Disinformation has been part of the American political landscape for years now — and even on the eve of the 2024 election, it may still be accelerating.
Multiple Russian disinformation campaigns targeting the U.S. elections have ramped up their efforts to sow discord about the electoral process and hot-button domestic issues, according to exclusive findings shared with POLITICO by a Russian disinformation research group.
The research is by Antibot4Navalny, a group of anonymous volunteers. (The group says at least some of its team is based in Russia — a rarity in the world of disinfo research.) The group, which has been cited by Wired, The New York Times and the Recorded Future intelligence company, began tracking Russian troll farms in 2018. This is the first U.S. election it has monitored, a researcher said in an interview on Signal.
The analyst shared findings based on a study of two major disinformation campaigns backed by Russia and targeting the U.S. ahead of Election Day. One campaign, called Matryoshka, spread fake news about the FBI apprehending groups committing ballot fraud, according to Antibot4Navalny, as well as false narratives that U.S. authorities are preparing for civil war and that prisons in swing states rigged inmate voting. A second Russian-backed campaign called Doppelganger has been operating for years and was sanctioned by the EU; in this election, it aimed its posts at undermining Vice President Kamala Harris, the researcher said.
Together, the findings show that Moscow-backed campaigns are posting more frequently in the final days before the election, and that they’re closely tracking the top news in the U.S. to tailor their message. Antibot and several other researchers say the meddling is almost certain to continue after Election Day.
This first appeared in Digital Future Daily, POLITICO’s afternoon newsletter about how tech and power are shaping our world. Subscribe here.
As with previous campaigns, and in keeping with decades of Russian propaganda efforts, the goal isn’t just to support one political party: It’s to destabilize the American process overall. “It is not per se getting Trump elected that is the end goal of the Russian state — but to increase partisan divides, anxiety and fear; all to make the U.S. elites more focused on domestic issues while paying less attention to aid to Ukraine,” Antibot4Navalny wrote POLITICO.
State election officials and tech firms are rushing to counter the ever-shifting Russian threat.

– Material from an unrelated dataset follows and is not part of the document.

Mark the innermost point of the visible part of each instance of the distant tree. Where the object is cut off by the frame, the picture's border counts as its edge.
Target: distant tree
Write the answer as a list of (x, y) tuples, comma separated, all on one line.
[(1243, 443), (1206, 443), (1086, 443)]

Adrian Fontes, Arizona’s Secretary of State, told the POLITICO Tech podcast recently that the disinformation had gotten “a lot more intense than it was in 2020, because in 2020, the bad guys were not as organized. They didn’t have their tactics honed out. They kind of practiced in 2022 for what they’re doing this time around. We’re a lot better at responding as well.”

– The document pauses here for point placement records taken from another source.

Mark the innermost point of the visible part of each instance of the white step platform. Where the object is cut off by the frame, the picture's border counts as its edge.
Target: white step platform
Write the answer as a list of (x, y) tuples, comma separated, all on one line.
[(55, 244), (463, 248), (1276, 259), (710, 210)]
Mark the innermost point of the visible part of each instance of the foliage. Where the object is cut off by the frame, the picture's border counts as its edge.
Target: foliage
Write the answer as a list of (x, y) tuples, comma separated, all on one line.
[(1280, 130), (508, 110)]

A Microsoft spokesperson confirmed the company has been closely tracking both Matryoshka and Doppelganger.
“History has shown them to be nimble and capable of inserting deceptive content and distributing it rapidly at key moments of audience confusion,” the spokesperson wrote.
The two campaigns highlighted by Antibot4Navalny are part of a broader landscape of foreign targeting of U.S. elections. Last week, a 20-second video on X showed a Haitian migrant saying he intended to vote for Harris in two Georgia counties. U.S. intelligence agencies debunked the video, with Georgia’s Republican secretary of state Brad Raffensperger calling it “obviously fake” and “likely” a production of Russian troll farms.

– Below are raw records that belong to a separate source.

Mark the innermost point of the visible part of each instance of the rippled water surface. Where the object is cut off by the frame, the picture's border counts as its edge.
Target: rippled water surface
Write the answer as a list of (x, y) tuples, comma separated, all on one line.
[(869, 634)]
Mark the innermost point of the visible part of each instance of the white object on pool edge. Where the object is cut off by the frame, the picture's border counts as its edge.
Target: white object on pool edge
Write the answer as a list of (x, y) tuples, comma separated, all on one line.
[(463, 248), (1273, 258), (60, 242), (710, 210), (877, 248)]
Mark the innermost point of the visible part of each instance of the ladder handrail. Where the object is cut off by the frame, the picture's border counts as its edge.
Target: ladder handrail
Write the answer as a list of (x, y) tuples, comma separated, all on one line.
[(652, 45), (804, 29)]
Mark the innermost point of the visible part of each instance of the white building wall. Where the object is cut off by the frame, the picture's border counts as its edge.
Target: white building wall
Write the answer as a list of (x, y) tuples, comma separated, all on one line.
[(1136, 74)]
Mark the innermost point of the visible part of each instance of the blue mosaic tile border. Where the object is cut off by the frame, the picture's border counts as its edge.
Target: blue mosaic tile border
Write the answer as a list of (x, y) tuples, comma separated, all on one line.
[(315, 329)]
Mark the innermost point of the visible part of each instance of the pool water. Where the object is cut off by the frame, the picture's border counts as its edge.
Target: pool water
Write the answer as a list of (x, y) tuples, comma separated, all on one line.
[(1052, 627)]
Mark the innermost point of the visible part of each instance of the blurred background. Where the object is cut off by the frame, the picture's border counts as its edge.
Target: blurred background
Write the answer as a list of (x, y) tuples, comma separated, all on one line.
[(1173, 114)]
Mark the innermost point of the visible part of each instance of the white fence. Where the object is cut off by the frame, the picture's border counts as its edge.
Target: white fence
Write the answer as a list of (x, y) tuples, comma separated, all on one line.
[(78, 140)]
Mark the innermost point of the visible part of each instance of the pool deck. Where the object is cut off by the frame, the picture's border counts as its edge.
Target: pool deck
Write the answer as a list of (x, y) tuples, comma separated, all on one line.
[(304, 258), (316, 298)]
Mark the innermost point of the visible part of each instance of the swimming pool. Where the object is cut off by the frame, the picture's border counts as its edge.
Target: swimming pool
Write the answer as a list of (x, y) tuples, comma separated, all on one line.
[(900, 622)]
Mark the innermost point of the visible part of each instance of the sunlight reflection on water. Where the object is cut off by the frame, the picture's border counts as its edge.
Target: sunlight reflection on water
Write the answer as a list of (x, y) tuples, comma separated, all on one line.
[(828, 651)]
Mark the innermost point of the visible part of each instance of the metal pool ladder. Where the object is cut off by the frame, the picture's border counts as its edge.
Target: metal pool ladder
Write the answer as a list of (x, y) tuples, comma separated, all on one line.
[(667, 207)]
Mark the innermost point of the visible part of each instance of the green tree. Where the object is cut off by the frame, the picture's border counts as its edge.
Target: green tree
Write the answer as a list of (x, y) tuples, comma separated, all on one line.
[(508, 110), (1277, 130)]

The disinformation campaigns are unlikely to stop on Election Day. In October, the Office of the Director of National Intelligence said it expected “foreign actors to continue to conduct influence operations through inauguration denigrating U.S. democracy, including by calling into question the results of the election.”
Antibot4Navalny says it anticipated both of the influence operations it is tracking to continue well past Election Day.
Jon Bateman, an expert on tech and global influence at the Carnegie Endowment for International Peace, said that meddling in the sensitive period around elections and before the next president is sworn in could have an outsized impact.
“Maybe there’s some kind of AI-generated or false content that is fairly readily debunked by mainstream authorities, but is enough of a fig leaf to allow a group of people in Congress to refuse to certify an election, for example,” said Bateman. “Just something that can kind of muddy the waters and be exploited purposefully.”